Kunstvoll verwebt sie verschiedene Erzählebenen immer enger, sodass bald nicht
mehr klar ist, ob sie selbst, eine Erzählerin, Vampire oder deren Opfer zu uns
sprechen. So möchte Hval auch zeigen, dass sich all diese Geschichten völlig losgelöst von den
sozial konstruierten Rolle erzählen lassen.

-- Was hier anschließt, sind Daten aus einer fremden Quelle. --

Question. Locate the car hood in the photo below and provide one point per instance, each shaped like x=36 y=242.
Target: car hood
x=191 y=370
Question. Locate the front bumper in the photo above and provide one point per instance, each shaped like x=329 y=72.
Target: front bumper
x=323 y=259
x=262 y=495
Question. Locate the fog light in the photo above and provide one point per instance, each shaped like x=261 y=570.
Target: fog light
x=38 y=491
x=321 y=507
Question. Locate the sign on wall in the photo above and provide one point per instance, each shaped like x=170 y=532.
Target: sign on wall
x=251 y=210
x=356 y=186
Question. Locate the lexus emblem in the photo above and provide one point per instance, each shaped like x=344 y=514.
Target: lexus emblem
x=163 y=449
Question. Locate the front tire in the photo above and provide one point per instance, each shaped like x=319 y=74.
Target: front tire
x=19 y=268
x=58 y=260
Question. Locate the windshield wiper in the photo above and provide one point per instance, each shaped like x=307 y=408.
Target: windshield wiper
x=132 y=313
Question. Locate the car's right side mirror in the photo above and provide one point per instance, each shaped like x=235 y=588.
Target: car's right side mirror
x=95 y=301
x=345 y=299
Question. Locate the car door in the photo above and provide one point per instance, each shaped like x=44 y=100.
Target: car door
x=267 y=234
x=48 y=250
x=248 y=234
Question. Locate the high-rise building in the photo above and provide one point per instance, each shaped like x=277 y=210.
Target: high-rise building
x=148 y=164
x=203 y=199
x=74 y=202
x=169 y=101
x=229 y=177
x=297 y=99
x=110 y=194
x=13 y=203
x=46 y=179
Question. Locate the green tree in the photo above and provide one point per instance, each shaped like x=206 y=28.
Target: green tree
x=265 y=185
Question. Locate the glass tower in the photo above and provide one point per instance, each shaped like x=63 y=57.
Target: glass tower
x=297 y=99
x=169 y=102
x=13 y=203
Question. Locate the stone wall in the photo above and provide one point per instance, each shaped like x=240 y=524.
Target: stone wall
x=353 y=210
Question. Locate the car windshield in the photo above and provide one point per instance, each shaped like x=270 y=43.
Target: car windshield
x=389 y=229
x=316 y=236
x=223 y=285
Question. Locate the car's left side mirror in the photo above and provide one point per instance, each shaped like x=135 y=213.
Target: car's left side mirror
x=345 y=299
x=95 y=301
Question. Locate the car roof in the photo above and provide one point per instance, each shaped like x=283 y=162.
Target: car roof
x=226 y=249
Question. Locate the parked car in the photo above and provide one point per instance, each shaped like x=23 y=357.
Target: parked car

An diesem post-geschlechtlichen Narrativ arbeitet sich Hval schon ihre ganze Karriere ab. Bereits während ihres Studiums in Melbourne trat sie als Sängerin in verschiedenen Bands auf und
begann, nachdem sie 2006 nach Norwegen zurückgekehrt war, eigene Musik zu
veröffentlichen. Zunächst als Rockettothesky, seit 2011 dann unter ihrem
Geburtsnamen. Gemeinsam mit ihrem Lebensgefährten betreibt sie außerdem das
Label Meddle Records, ist als freie Autorin und Kolumnistin tätig und hat in
Norwegen bereits zwei Romane veröffentlicht. Höchste Zeit also, dass sie auch in München vorstellig wird und der Ort für ihr erstes Gastspiel könnte mit den Kammerspielen kaum passender gewählt sein, denn ihre Auftritte sind stets mehr
Inszenierung als bloßes Musizieren.
Trefflich flankiert wird Hvals Vampirshow an diesem Abend von Vatican Shadow und Elizabeth Bernholz a.k.a. Gazelle
Twin. Zwei Acts, die ähnlich düster funkeln wie Hval, aber auch die
Tanzfläche fest im Blick haben und geschmeidig in den elektronischen Teil
des Abends überleiten. Den bestreiten allen voran Demdike Stare aus
Manchester. Ihr apokalyptischer Dub Techno ist nicht nur in ihrer Heimat gerade
der heißeste Scheiß und speist sich aus allem, was die britische
Elektrolandschaft so hergibt: Ambient, Industrial, Dubstep und Hardnoise aber
auch Dancehall und Jungle. Ein weiterer Elektroact der Stunde sind Fjaak.
Die drei Berliner werden mit ihrem frisch gepressten Debüt nach München reisen
und zeigen, wie treibend und vielseitig sich analoger Live-Techno im Jahr 2017
anhört. Nach all dem frischen Blut wird Euch schließlich Superpitcher, ein Veteran
des legendären Kölner Kompakt Labels, in die
Münchner Nacht entlassen. Ob
dort Vampire auf Euch warten? It´s up to you!